Mais tout va bien, puisqu’au nom de l’Égalité Républicaine et de l’Égalité devant la Loi, Patrick Devedjian a été condamné à la même peine pour avoir lui aussi insulté Anne-Marie Comparini, conseille régionale UDF-Modem.

Ha, on me souffle dans l’oreillette qu’en fait non, il n’a pas été condamné à 4 mois ferme. Ni même à 4 mois avec sursis d’ailleurs. Ni à quoi que ce soit, puisqu’il n’a même pas été poursuivi, c’est tout dire. Bon ben tant pis pour l’Égalité Républicaine alors. Puisque c’est apparamment devenu un concept passé de mode.

Il faut s’y faire, je le crains : Au nom de la protection de notre belle et grande démocratie (ahem), il est devenu de bon ton de piétiner allègrement tout ce qui fait la base d’un Etat de Droit, et de faire table rase de tout ce pour quoi nos ancêtres se sont battus et dont nous faisons semblant d’être fiers.

Démocratie, égalité Républicaine, droits de l’homme… que de ringardises.

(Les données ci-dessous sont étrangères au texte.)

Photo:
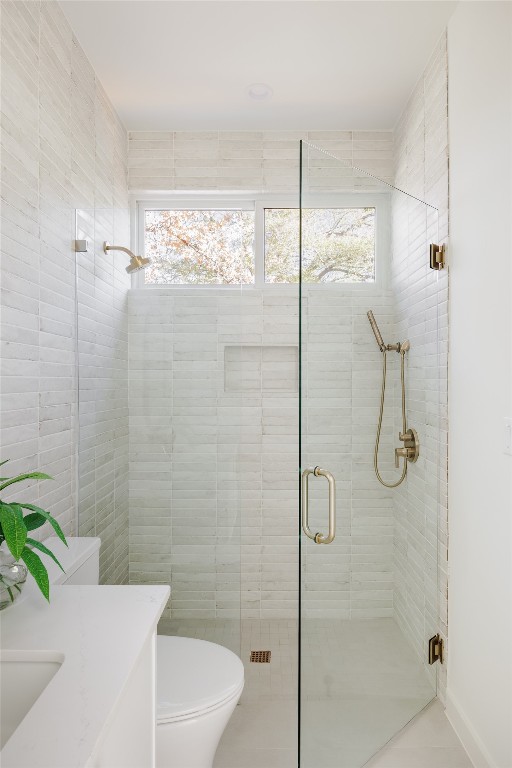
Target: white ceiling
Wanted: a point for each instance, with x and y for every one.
(185, 65)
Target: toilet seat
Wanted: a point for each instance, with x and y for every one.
(194, 677)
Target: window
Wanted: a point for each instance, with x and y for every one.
(228, 243)
(199, 247)
(338, 245)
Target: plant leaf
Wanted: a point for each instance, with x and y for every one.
(29, 476)
(33, 521)
(38, 571)
(54, 524)
(41, 547)
(13, 528)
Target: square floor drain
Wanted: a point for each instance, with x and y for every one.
(260, 657)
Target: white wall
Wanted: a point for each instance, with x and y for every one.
(480, 501)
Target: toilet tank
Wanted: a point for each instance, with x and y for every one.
(80, 560)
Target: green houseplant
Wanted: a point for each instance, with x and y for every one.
(17, 520)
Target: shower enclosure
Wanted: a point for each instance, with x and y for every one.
(229, 451)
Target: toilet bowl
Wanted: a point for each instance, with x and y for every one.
(198, 687)
(198, 683)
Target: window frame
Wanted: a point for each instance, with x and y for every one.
(258, 204)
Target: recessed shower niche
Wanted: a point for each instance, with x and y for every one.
(261, 369)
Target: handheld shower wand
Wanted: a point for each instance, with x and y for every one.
(409, 437)
(375, 329)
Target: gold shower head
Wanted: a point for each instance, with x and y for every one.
(136, 262)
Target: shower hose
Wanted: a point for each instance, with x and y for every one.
(404, 418)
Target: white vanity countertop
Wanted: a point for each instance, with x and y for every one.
(101, 630)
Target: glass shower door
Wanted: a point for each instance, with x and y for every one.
(368, 551)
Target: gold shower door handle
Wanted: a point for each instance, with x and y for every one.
(318, 538)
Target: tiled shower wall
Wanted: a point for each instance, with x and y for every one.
(62, 148)
(421, 167)
(214, 449)
(253, 161)
(224, 462)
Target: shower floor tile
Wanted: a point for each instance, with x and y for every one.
(361, 684)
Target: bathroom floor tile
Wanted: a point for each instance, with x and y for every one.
(362, 688)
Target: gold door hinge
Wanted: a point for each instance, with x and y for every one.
(435, 649)
(437, 256)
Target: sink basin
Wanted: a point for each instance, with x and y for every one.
(23, 677)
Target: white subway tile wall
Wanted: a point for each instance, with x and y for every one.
(421, 295)
(62, 148)
(255, 161)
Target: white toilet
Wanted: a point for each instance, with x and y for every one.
(198, 683)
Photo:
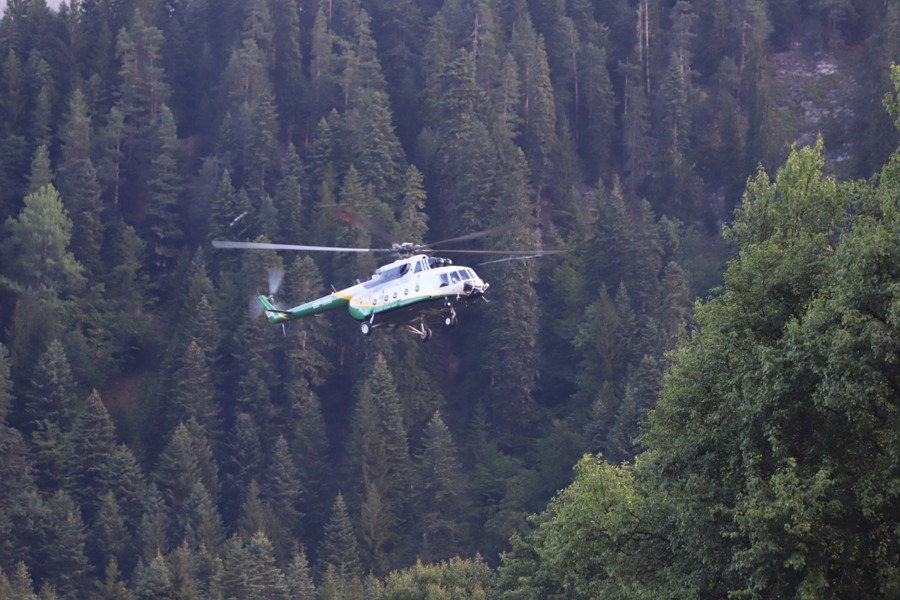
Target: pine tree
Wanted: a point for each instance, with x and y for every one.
(154, 526)
(93, 441)
(442, 494)
(379, 460)
(52, 409)
(37, 247)
(282, 487)
(291, 86)
(78, 185)
(111, 587)
(124, 478)
(109, 540)
(152, 580)
(299, 578)
(177, 470)
(244, 461)
(61, 559)
(338, 549)
(200, 522)
(18, 584)
(255, 514)
(41, 173)
(250, 571)
(162, 221)
(311, 455)
(194, 395)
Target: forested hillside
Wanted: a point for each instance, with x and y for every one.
(156, 442)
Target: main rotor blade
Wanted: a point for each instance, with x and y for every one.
(266, 246)
(473, 235)
(275, 278)
(531, 252)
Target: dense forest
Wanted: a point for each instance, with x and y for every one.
(696, 398)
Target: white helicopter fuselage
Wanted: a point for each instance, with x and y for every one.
(420, 283)
(402, 293)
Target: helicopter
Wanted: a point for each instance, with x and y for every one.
(409, 293)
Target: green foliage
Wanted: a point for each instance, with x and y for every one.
(132, 134)
(451, 579)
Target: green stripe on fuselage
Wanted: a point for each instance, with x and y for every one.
(319, 305)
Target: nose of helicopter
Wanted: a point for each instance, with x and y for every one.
(475, 286)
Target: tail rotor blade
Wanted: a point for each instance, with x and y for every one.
(255, 308)
(275, 278)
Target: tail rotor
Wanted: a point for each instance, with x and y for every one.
(276, 276)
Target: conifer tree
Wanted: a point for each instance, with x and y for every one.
(244, 460)
(442, 494)
(124, 478)
(255, 513)
(41, 173)
(78, 185)
(310, 448)
(282, 487)
(18, 584)
(111, 586)
(194, 395)
(200, 522)
(177, 470)
(152, 579)
(249, 570)
(184, 585)
(379, 460)
(37, 247)
(109, 540)
(52, 408)
(291, 86)
(338, 550)
(299, 578)
(162, 221)
(153, 532)
(60, 559)
(111, 154)
(93, 440)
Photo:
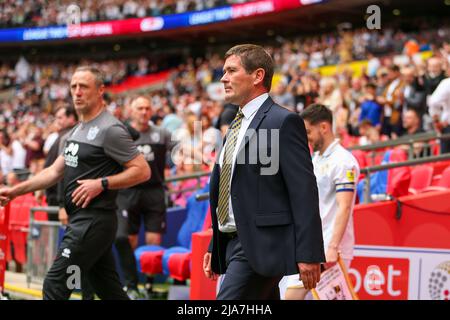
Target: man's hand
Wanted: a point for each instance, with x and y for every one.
(207, 267)
(331, 256)
(6, 195)
(309, 274)
(86, 191)
(62, 216)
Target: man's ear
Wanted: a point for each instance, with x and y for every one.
(324, 126)
(259, 76)
(101, 90)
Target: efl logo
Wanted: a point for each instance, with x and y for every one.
(380, 278)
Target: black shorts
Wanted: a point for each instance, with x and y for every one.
(148, 203)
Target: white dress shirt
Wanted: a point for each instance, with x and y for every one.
(249, 111)
(439, 101)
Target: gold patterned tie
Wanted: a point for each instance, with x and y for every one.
(225, 172)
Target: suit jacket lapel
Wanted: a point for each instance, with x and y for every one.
(260, 114)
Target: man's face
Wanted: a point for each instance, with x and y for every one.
(237, 82)
(434, 67)
(62, 121)
(315, 138)
(141, 110)
(85, 93)
(408, 76)
(409, 120)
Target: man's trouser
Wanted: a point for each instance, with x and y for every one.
(86, 250)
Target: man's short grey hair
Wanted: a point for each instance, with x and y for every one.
(99, 79)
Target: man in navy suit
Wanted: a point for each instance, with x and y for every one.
(263, 192)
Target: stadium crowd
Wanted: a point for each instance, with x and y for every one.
(27, 13)
(385, 99)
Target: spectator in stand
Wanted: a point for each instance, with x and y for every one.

Heureusement que le tribunal correctionnel de Marseille est là pour donner un coup de jeune à l’Etat Français. Tant mieux pour Patrick Devedjian et son impunit… pardon immunité diplomatique. Tant pis pour l’adolescent délinquant, que dis-je, criminel, condamné pour « outrage au Roi ».

Désinformation sur l’excuse de minorité : J’accuse Libération et le JDD !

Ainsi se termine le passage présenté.